“That’s illogical,” said Lady Varens. “I have to shut my eyes tight when I see advertisements of anything to do with my lady, because I know that that sort of indignation is off the line. Communism is dreary and crushing and impossible, I think; and if you are going to let people keep the money they or their fathers make, then you must let them alone to spend it as they like. There are idiots in every class who chuck money about. But, as I say, if you are going to admit freedom to inherit and make, you must have freedom to spend as well, or else Rule Britannia becomes Rule Bolshevina, and my dear friend, the British working man, who hates to be hustled, will have to set up his apple cart again in some other place.”
“No, it is quite true, it won’t suit him a bit,” said Teresa, thinking of Mr. Jason.
“I have tried to imagine the very beeriest British loafer being made compulsorily drunk at stated intervals by a public authority, and I can’t see him getting a bit of pleasure out of it. And as for being compulsorily busy, and obliged to see nothing but good plays, and sent to hear good music—has any real Englishman ever devised such a plan, or are they all those very unhumorous Huns in disguise? Only a nation that wears spectacles could picture England as a community with rules, except the ordinary policeman rules. But the people have got so used to freedom that they may let the thing go on and stand watching it like a dog fight until it is done and has to be cleaned up.”
“That is what Mrs.

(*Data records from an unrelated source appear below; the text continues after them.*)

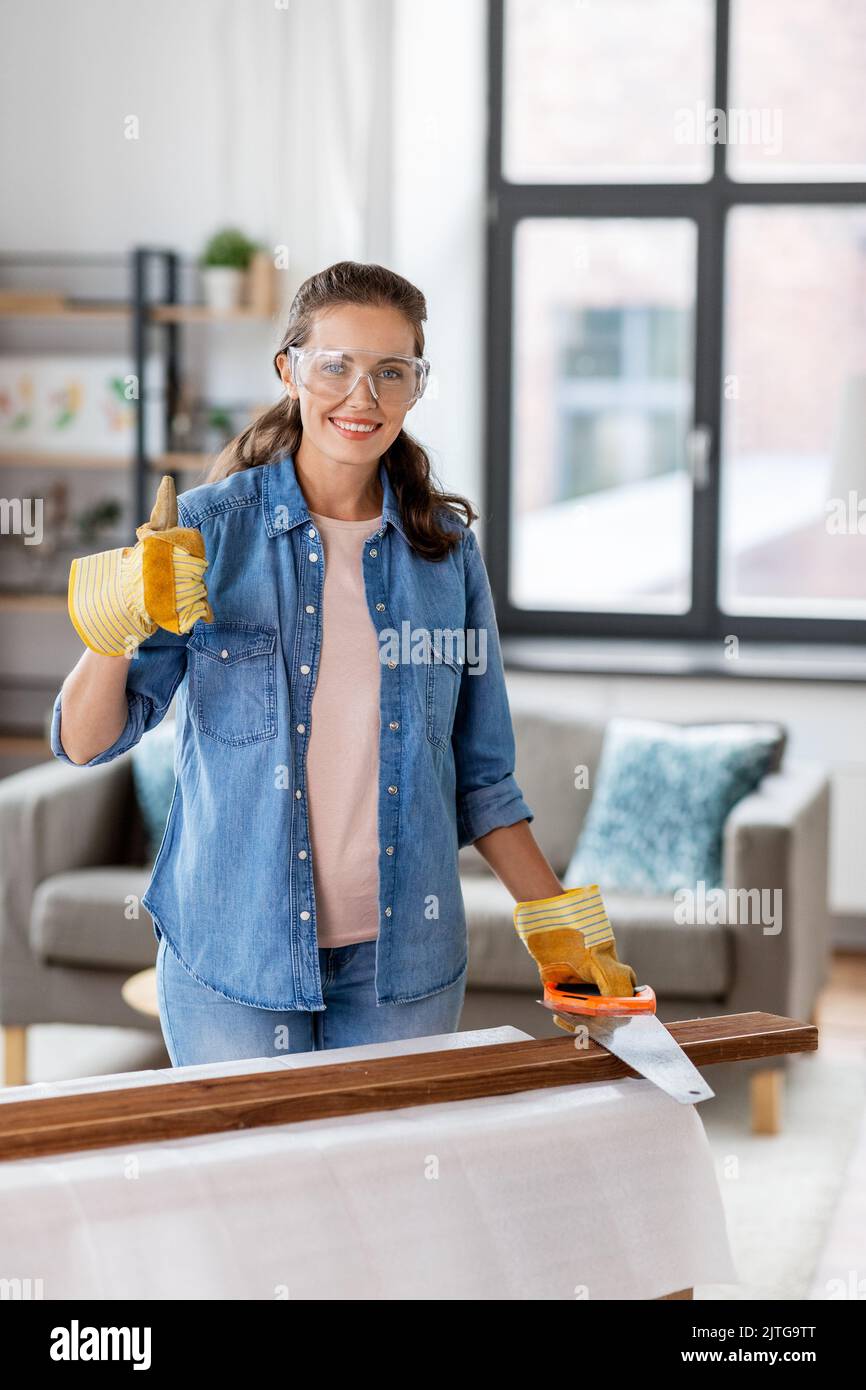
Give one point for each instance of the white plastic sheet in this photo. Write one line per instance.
(581, 1191)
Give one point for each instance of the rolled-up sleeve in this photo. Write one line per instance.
(154, 674)
(483, 741)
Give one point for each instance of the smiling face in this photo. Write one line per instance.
(325, 423)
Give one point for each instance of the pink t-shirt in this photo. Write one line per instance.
(344, 745)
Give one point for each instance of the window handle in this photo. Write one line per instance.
(698, 455)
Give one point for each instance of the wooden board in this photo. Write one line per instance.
(177, 1109)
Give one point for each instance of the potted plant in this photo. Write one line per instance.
(224, 266)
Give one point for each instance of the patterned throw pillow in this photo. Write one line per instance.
(662, 795)
(153, 779)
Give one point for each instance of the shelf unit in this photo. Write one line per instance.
(142, 314)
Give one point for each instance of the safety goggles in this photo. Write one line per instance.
(334, 373)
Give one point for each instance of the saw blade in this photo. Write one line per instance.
(647, 1047)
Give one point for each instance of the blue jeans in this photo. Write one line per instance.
(203, 1026)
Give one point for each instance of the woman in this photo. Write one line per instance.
(342, 722)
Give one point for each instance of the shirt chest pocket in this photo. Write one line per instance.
(232, 681)
(442, 692)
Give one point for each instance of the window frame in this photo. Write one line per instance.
(708, 205)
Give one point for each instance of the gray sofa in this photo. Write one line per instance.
(74, 866)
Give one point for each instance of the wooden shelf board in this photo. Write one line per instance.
(68, 312)
(202, 314)
(218, 1104)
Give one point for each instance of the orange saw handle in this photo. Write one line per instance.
(578, 997)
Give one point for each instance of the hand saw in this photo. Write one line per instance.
(628, 1027)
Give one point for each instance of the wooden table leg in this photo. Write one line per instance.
(766, 1101)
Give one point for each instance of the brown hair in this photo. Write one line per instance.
(278, 430)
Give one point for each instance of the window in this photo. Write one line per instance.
(677, 317)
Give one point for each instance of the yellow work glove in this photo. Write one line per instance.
(118, 598)
(572, 940)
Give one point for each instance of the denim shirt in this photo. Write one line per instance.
(231, 886)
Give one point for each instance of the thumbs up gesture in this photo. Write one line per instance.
(118, 598)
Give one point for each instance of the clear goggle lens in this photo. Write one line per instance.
(334, 373)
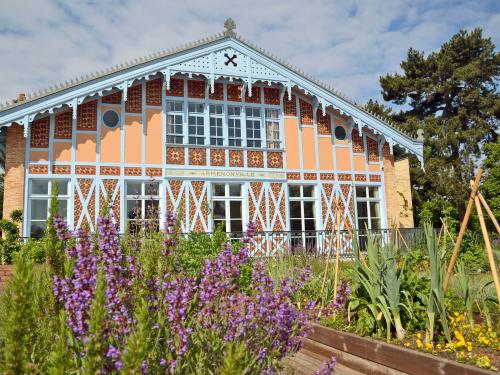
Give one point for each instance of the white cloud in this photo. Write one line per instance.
(348, 44)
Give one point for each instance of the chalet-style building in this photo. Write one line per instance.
(220, 132)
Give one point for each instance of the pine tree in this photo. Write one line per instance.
(452, 95)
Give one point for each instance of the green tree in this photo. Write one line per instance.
(452, 95)
(491, 184)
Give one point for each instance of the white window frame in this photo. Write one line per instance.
(47, 197)
(173, 136)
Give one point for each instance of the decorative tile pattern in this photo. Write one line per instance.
(134, 99)
(217, 158)
(153, 92)
(235, 158)
(87, 116)
(39, 169)
(110, 171)
(63, 125)
(272, 96)
(306, 117)
(327, 176)
(61, 169)
(197, 156)
(133, 171)
(218, 92)
(324, 125)
(274, 159)
(289, 106)
(40, 129)
(85, 169)
(372, 146)
(255, 98)
(357, 142)
(255, 159)
(196, 89)
(115, 98)
(345, 177)
(176, 87)
(175, 155)
(154, 172)
(234, 92)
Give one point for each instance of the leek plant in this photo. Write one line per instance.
(436, 303)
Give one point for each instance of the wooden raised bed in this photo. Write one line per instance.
(362, 355)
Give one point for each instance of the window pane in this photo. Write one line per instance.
(236, 226)
(134, 188)
(218, 190)
(309, 191)
(235, 209)
(134, 209)
(295, 211)
(219, 210)
(235, 190)
(362, 209)
(294, 190)
(309, 210)
(360, 191)
(373, 191)
(39, 187)
(37, 228)
(39, 209)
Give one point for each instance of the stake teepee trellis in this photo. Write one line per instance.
(477, 199)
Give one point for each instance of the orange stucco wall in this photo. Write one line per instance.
(86, 147)
(133, 139)
(325, 153)
(110, 141)
(292, 143)
(342, 155)
(308, 148)
(154, 136)
(62, 151)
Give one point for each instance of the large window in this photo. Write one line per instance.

Vachell said about Evangeline, that father wouldn’t interfere about Evan until he had actually done something. She said that men won’t bother to prevent a thing happening.”
“What are you talking about?” said Lady Varens.
“Oh, I forgot, I was thinking about what you said. Evan did rather try to work out theories about Ivor and there was a bother that there needn’t have been if he and Chips had understood each other instead of working separately. However that is nothing. I expect they will worry through all right.”
“Well, come and see David,” said Lady Varens, “and help us to decide what we will do. He is all for stopping a muddle before it is too late.”
Teresa went home in a tram, among the faces in the fog, but she did not notice them. She was tired to death by problems and counter problems; by desires that seemed to lead straight to a just and happy end, and were blocked always, sooner or later, by some defect of the quality that engendered them. Equality had a way of elbowing the grace of respect off the path, social recognition bred snobbery and civic responsibility led to jobbery, philanthropy grew so easily into impertinence, reform into self-righteousness and contentment into smugness; there seemed no end to the fine and stupid ideas that had started along the same road. Innocence and discipline fought for perfection in every imaginative task. She saw a world full of Evans and Evangelines quarrelling irreconcilably for ever, like Tweedledum and Tweedledee.
The car trundled and swayed, grinding along its rails. The distorted, grotesquely-dressed forms that had been made beautiful all these years in her imagination by the belief that they were princes and princesses in disguise, waiting for the magic touch of recognition to restore them to their kingdom, failed for the first time to excite her interest. The desire which used to entice her with the promise of a new world had vanished, and left in its place a message rather like the traditional note on the pincushion left by the escaping heroine of romance. The message said that the only truth on which heaven and earth were agreed was that a marriage would shortly take place.
She cheered up a little as she looked at the fog-bound faces on either side of her, and thought how greatly any of them might be improved by loving any one as much as she loved David. Another still more cheerful idea occurred to her, that perhaps they did! Perhaps it was only the mud filtering down upon the city that made them look so depressed. Inside their minds there might be an inextinguishable flame that only needed to be kindled to destroy all anger and discontent. “I suppose there will always be Evans and Evangelines,” she thought, “all the Tweedledums and Tweedledees, and they will fight about nothing whenever they meet; but if they were really in love Evan wouldn’t look for trouble and Evangeline wouldn’t try to walk round it; they would go through it together as it came. I am glad David doesn’t either worry or shirk—but then, of course, he wouldn’t.”